The whispers quieted down. For a moment, the hectic work-day, frantic buzz of the airport, the mad rush of the highway - all of which had hammered their way into my body for the last eight hours - seemed to fall away like a someone who makes me uncomfortable in the ripples of that quiet voice. It seemed to float down the cool, dim hall. I had forgotten what a gentle voice he had.
"There are lots of obstacles to peace," the voice continued. "Before, people used to live in simple lifestyles. Simple food, simple clothes. Now it's more jealousy, more competition. Wealthy countries and children suffer because there is no meaning."
I felt embarrassed by the simplicity of his ideas. Was this going to turn out to be a discourse on the meaningful East versus the meaningless West?
He gave a big smile. "Disturbing emotions arise from the things we see, things we hear and things we taste. But these things have no reality. No reality."
The silence resounded in the hall. "What we mean by practice? Practice is to change the mind in positive way. In practice, we heal our own minds with a sense of clarity and brightness."
I would be watching the news on television if I were home at this time, I thought. There was something about my classmate's voice that was infinitely more soothing, more calm than any CNN announcer. As I sat there listening to him talk on the different types of consciousness, I suddenly felt like these were things I had always known. Yet he explained it with a freshness that could not be explained away by mere déjà vu. He put intuitive understanding into words so clear I could almost see it. That vague yearning that never left me - which I had attributed to my own restless and fickle nature - suddenly came back.
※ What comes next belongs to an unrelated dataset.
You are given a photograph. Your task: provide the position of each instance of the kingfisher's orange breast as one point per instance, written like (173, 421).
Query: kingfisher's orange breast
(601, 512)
I had, in the scheme of both East and West, done pretty well for myself. I had graduated with a double degree in computer science and economics from an Ivy League college (the environmental science major had been chucked out of the window after my first year), fallen in love and married a beautiful woman, had a lovely child who attended one of the best schools, bought a house in one of the most exclusive neighborhoods in Palo Alto, and drove a Jaguar. I had felt so complete in my assurance about my own superiority - intellectual and material - in comparison to the least successful boy in class. But had I missed something I was not even aware of, I wondered. All those black holes of comprehension and yearnings for something otherworldly had not been filled by a spectacular rise in salary, or even an employee of the year award. Even that splashy exhibition of my paintings which acknowledged my inner artist and was attended by the edgy glitterati of NYC, had not been enough. Even the women I had slept with had not done anything to fill the vastness of the void.
"Compassion," Bigyan said. Then he coughed. The hall waited. "Compassion is something…" He stopped to search his memory for an appropriate word. "…intrinsic," he continued, smiling at his inadequate vocabulary - "to all sentient beings." That was the moment when I felt a peculiar feeling of awe and shame, a sudden awakening of neurons that flooded my body. Compassion, that overused word, was something I would never get to feel or understand, unless this was it - this flood of kindness that washed away my existential tiredness, my feelings of inadequacy that no matter how hard I tried it would still not be enough, the feeling that love would always elude me even when I was in the midst of it - and the gentleness I felt was for myself, for my own beliefs and assumptions, my own life. Bigyan, finally true to his name, had dissected life with the simple science of inner knowledge. And I, sitting in the corner with my own baggage, could only wait for him to finish so I could ask him some questions.